The Ocean Carbon and Biogeochemistry (OCB) program focuses on the ocean's role as a component of the global Earth system, bringing together research in geochemistry, ocean physics, and ecology that inform on and advance our understanding of ocean biogeochemistry. The overall program goals are to promote, plan, and coordinate collaborative, multidisciplinary research opportunities within the U.S. research community and with international partners.
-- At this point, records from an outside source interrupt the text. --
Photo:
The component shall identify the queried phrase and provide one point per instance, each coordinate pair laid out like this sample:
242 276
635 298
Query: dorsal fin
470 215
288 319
Important OCB-related activities currently include: the Ocean Carbon and Climate Change (OCCC) and the North American Carbon Program (NACP); U.S. contributions to IMBER, SOLAS, CARBOOCEAN; and numerous U.S. single-investigator and medium-size research projects funded by U.S. federal agencies including NASA, NOAA, and NSF.
The scientific mission of OCB is to study the evolving role of the ocean in the global carbon cycle, in the face of environmental variability and change through studies of marine biogeochemical cycles and associated ecosystems.
The overarching OCB science themes include improved understanding and prediction of: 1) oceanic uptake and release of atmospheric CO2 and other greenhouse gases and 2) environmental sensitivities of biogeochemical cycles, marine ecosystems, and interactions between the two.
The OCB Research Priorities (updated January 2012) include: ocean acidification; terrestrial/coastal carbon fluxes and exchanges; climate sensitivities of and change in ecosystem structure and associated impacts on biogeochemical cycles; mesopelagic ecological and biogeochemical interactions; benthic-pelagic feedbacks on biogeochemical cycles; ocean carbon uptake and storage; and expanding low-oxygen conditions in the coastal and open oceans.